The other stumbling block for me was that I make smoothies for myself for breakfast almost every day. I use a banana, frozen blueberries, 0 fat Greek yogurt, wheat germ (all so far, so good) and light vanilla soy milk. The last one doesn’t fit the Unprocessed Challenge (the kind I bought had a list of strange ingredients, not to mention quite a bit of added sugar). I don’t want to waste my soy milk, so I’m still going to use it, but I might have to switch to milk in the future.
Almond Chicken and Roasted Brussel Sprouts
Last night I made Almond Chicken — a Spanish recipe that was super easy — and roasted Brussel Sprouts with roasted garlic. Also super easy. The whole thing took about 30 minutes to make.

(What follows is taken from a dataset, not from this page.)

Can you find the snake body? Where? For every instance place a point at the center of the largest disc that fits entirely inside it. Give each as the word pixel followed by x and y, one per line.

Lunch can be a little hard because have you noticed how hard it is to find bread that just has whole grains and few ingredients? It’s frustrating. I usually take my lunch, which means leftovers, salads, sandwiches — the usual stuff. I don’t really like bottled salad dressing, so I usually just make my own with olive oil and lemon or Balsamic vinegar. Bottled salad dressing seems to have a lot of strange ingredients. I did have to buy a sandwich today. I brought leftoever soup for lunch, but when I lifted the bag it was in out of the car, it leaked out all over my shoe. Hello, Jason’s Deli. (but I didn’t buy chips — I opted for the veggies)
So, I’ve made it through a couple of days of the Unprocessed October. I’ll keep you posted. Let me know if you’re doing it or if you have any ideas or recipes.